Customer: replied 1 year ago.
I don't understand. So what should I do now to rectify this.
Expert:  Buachaill replied 1 year ago.
6. Get a solicitor who knows something about trust law. This initial Declaration of Trust was a botched job. Additionally, whoever is giving you advice that it should be part of the will and be subject to probate has no understanding of trust law. So get a solicitor who knows what a trust is and what are the formalities in order to create a proper trust. This will solve all the confusion which exists around what is a straightforward issue.
Customer: replied 1 year ago.
If the initial job was a botched job can it be rectified now ? Can I instruct yourself to rectify this.
Customer: replied 1 year ago.
Here, as Santokh Singh is dead, two trustees will now have to be nominated in order for the trust to be valid and the property registered in their names. This takes the property outside the will. <-- Who will have to nominate the trustees as Mr Santokh Singh is now dead? Will the beneficiaries nominate themselves as the trustees.
Customer: replied 1 year ago.
Can the beneficiaries nominate themselves as being the trustees ?

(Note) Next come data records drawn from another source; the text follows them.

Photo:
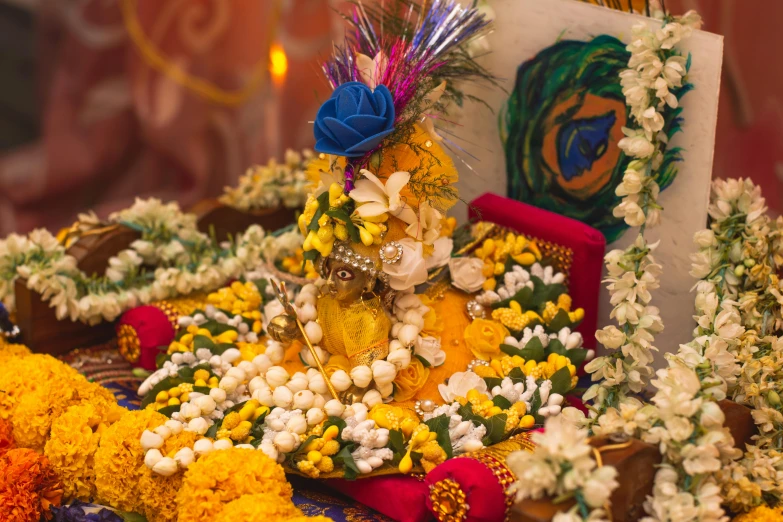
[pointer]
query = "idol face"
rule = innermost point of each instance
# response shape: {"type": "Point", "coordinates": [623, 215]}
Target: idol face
{"type": "Point", "coordinates": [346, 283]}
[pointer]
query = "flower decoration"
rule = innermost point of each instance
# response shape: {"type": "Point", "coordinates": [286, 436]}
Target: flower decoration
{"type": "Point", "coordinates": [354, 120]}
{"type": "Point", "coordinates": [29, 488]}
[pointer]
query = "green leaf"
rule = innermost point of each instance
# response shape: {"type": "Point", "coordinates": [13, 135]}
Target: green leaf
{"type": "Point", "coordinates": [164, 385]}
{"type": "Point", "coordinates": [516, 375]}
{"type": "Point", "coordinates": [501, 402]}
{"type": "Point", "coordinates": [560, 321]}
{"type": "Point", "coordinates": [561, 381]}
{"type": "Point", "coordinates": [496, 429]}
{"type": "Point", "coordinates": [202, 341]}
{"type": "Point", "coordinates": [533, 350]}
{"type": "Point", "coordinates": [577, 356]}
{"type": "Point", "coordinates": [492, 382]}
{"type": "Point", "coordinates": [423, 361]}
{"type": "Point", "coordinates": [345, 458]}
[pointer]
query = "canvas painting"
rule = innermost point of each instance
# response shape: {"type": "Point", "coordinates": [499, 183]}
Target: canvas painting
{"type": "Point", "coordinates": [550, 138]}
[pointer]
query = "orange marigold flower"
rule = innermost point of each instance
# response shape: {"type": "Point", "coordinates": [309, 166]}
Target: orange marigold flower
{"type": "Point", "coordinates": [221, 477]}
{"type": "Point", "coordinates": [28, 486]}
{"type": "Point", "coordinates": [120, 457]}
{"type": "Point", "coordinates": [6, 437]}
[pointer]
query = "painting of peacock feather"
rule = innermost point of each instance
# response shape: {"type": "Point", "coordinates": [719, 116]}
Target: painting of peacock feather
{"type": "Point", "coordinates": [561, 126]}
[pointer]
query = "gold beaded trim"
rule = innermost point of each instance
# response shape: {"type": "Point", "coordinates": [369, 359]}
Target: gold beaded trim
{"type": "Point", "coordinates": [128, 343]}
{"type": "Point", "coordinates": [449, 502]}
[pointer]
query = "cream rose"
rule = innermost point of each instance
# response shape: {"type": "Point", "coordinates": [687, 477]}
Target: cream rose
{"type": "Point", "coordinates": [411, 269]}
{"type": "Point", "coordinates": [467, 273]}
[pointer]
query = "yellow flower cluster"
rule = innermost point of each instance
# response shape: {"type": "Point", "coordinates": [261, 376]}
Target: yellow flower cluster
{"type": "Point", "coordinates": [237, 298]}
{"type": "Point", "coordinates": [221, 477]}
{"type": "Point", "coordinates": [71, 448]}
{"type": "Point", "coordinates": [495, 253]}
{"type": "Point", "coordinates": [237, 424]}
{"type": "Point", "coordinates": [180, 393]}
{"type": "Point", "coordinates": [501, 367]}
{"type": "Point", "coordinates": [185, 343]}
{"type": "Point", "coordinates": [482, 405]}
{"type": "Point", "coordinates": [513, 317]}
{"type": "Point", "coordinates": [319, 452]}
{"type": "Point", "coordinates": [120, 458]}
{"type": "Point", "coordinates": [296, 265]}
{"type": "Point", "coordinates": [158, 494]}
{"type": "Point", "coordinates": [563, 303]}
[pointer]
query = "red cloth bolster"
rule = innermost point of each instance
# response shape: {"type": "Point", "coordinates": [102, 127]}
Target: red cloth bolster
{"type": "Point", "coordinates": [587, 244]}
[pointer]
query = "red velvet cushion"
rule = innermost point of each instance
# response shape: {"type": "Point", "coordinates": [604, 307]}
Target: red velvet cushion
{"type": "Point", "coordinates": [587, 244]}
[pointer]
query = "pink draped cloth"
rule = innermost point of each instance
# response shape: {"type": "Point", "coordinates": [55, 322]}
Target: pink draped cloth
{"type": "Point", "coordinates": [115, 128]}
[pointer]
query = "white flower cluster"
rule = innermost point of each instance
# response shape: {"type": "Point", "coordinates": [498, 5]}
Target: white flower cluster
{"type": "Point", "coordinates": [272, 185]}
{"type": "Point", "coordinates": [464, 435]}
{"type": "Point", "coordinates": [562, 463]}
{"type": "Point", "coordinates": [41, 260]}
{"type": "Point", "coordinates": [518, 278]}
{"type": "Point", "coordinates": [654, 69]}
{"type": "Point", "coordinates": [633, 273]}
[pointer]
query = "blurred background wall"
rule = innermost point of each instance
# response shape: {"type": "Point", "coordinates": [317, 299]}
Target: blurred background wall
{"type": "Point", "coordinates": [105, 100]}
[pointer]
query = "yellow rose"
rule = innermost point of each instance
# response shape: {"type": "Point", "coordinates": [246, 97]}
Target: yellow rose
{"type": "Point", "coordinates": [484, 338]}
{"type": "Point", "coordinates": [410, 380]}
{"type": "Point", "coordinates": [337, 362]}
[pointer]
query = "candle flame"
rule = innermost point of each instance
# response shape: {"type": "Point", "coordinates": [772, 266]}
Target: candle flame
{"type": "Point", "coordinates": [278, 62]}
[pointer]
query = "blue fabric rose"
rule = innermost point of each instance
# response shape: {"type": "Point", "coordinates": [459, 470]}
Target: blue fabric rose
{"type": "Point", "coordinates": [354, 120]}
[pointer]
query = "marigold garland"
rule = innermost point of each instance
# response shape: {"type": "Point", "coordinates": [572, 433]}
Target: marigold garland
{"type": "Point", "coordinates": [29, 486]}
{"type": "Point", "coordinates": [6, 437]}
{"type": "Point", "coordinates": [73, 441]}
{"type": "Point", "coordinates": [36, 410]}
{"type": "Point", "coordinates": [23, 375]}
{"type": "Point", "coordinates": [158, 494]}
{"type": "Point", "coordinates": [120, 457]}
{"type": "Point", "coordinates": [220, 477]}
{"type": "Point", "coordinates": [257, 507]}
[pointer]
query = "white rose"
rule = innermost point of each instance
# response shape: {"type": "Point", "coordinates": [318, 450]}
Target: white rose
{"type": "Point", "coordinates": [383, 372]}
{"type": "Point", "coordinates": [429, 349]}
{"type": "Point", "coordinates": [399, 358]}
{"type": "Point", "coordinates": [442, 253]}
{"type": "Point", "coordinates": [411, 269]}
{"type": "Point", "coordinates": [467, 273]}
{"type": "Point", "coordinates": [361, 376]}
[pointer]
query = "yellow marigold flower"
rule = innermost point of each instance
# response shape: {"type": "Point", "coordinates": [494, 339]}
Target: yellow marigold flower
{"type": "Point", "coordinates": [231, 421]}
{"type": "Point", "coordinates": [484, 338]}
{"type": "Point", "coordinates": [71, 448]}
{"type": "Point", "coordinates": [35, 412]}
{"type": "Point", "coordinates": [120, 457]}
{"type": "Point", "coordinates": [220, 477]}
{"type": "Point", "coordinates": [21, 376]}
{"type": "Point", "coordinates": [482, 370]}
{"type": "Point", "coordinates": [10, 351]}
{"type": "Point", "coordinates": [158, 494]}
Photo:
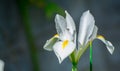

Expert:  Buachaill replied 1 year ago.
7. You can get a good solicitor to solve all your problems and they will rectify the situation and ensure the house does not go into probate. However, JustAnswer is a Question & Answer forum. It is not a website where you instruct someone to represent you. Secondly, both beneficiaries can act together to appoint two people who are willing to act as trustees. However, these two people do not have to be the beneficiaries. The two beneficiaries may nominate themselves as trustees if they wish. However, that does not have to be the case.
Customer: replied 1 year ago.
Thank you so much. Your advise has been invaluable.
Expert:  Buachaill replied 1 year ago.
8. You are welcome. Glad I could be of assistance.